The effects of normal aging on functional connectivity (FC) within various brain networks of gray matter (GM) have been well-documented. However, the age effects on the networks of FC between white matter (WM) and GM, namely WM-GM FC, remains unclear. Evaluating crucial properties, such as global efficiency (GE), for a WM-GM FC network poses a challenge due to the absence of closed triangle paths which are essential for assessing network properties in traditional graph models. In this study, we propose a bipartite graph model to characterize the WM-GM FC network and quantify these challenging network properties. Leveraging this model, we assessed the WM-GM FC network properties at multiple scales across 1,462 cognitively normal subjects aged 22–96 years from three repositories (ADNI, BLSA and OASIS-3) and investigated the age effects on these properties throughout adulthood and during late adulthood (age ≥70 years).
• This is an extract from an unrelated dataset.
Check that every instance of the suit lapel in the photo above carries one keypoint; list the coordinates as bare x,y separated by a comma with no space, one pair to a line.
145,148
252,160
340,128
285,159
Our findings reveal that (1) heterogeneous alterations occurred in region-specific WM-GM FC over the adulthood and decline predominated during late adulthood; (2) the FC density of WM bundles engaged in memory, executive function and processing speed declined with age over adulthood, particularly in later years; and (3) the GE of attention, default, somatomotor, frontoparietal and limbic networks reduced with age over adulthood, and GE of visual network declined during late adulthood. These findings provide unpresented insights into multi-scale alterations in networks of WM-GM functional synchronizations during normal aging. Furthermore, our bipartite graph model offers an extendable framework for quantifying WM-engaged networks, which may contribute to a wide range of neuroscience research.